Johann Gregor Mendel

The Austrian monk Johann Gregor Mendel, 1822-1884, is known as the father of genetics. Mendel was born in Moravia and, after becoming a monk, studied mathematics and natural history for two years at the University of Vienna. Mendel joined an Augustinian monastery at Brno, now in the Czech Republic, as he needed financial support. He studied theology at Brno and became a priest, but he was not successful in the parish. Mendel attempted but failed the exams necessary to be a science teacher and returned to the monastery in 1853 to concentrate on his breeding experiments. Over the next eight years, Mendel carried out his now famous experiments on inheritance in the garden pea, Pisum sativum.

As a result of his painstaking and thorough work, we now understand the laws by which genes are inherited.
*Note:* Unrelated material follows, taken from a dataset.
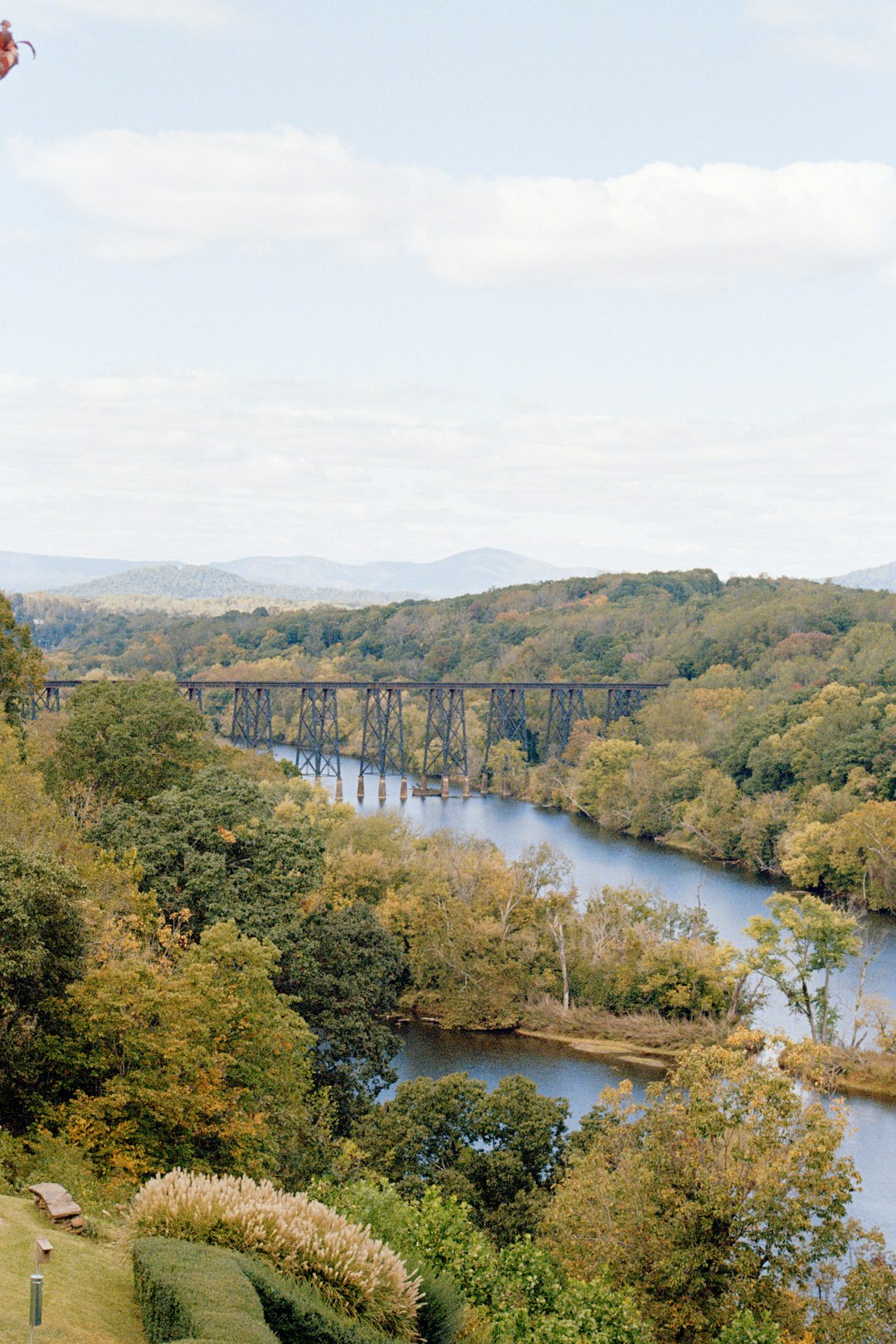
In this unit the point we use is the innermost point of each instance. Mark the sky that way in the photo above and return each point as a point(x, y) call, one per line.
point(607, 283)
The garden pea was an excellent choice for study as there are many varieties of peas with clear differences. Fortunately the features he studied have a genetic basis with alleles that are either dominant or recessive, which simplified the interpretation. As pea plants are normally self-pollinating, with the petals completely enclosing the reproductive parts, Mendel could control the breeding process with little or no interference of the flowers and removal of the anthers to prevent self-pollination, enabling Mendel largely to control the crosses that took place. The garden pea is easy to grow and large numbers of seeds are produced, so increasing the reliability of the findings.

Mendel presented his findings in 1865 and a year later they were published. Unfortunately his results were largely ignored until the early 1900s, when his findings were re-discovered, confirmed and extended.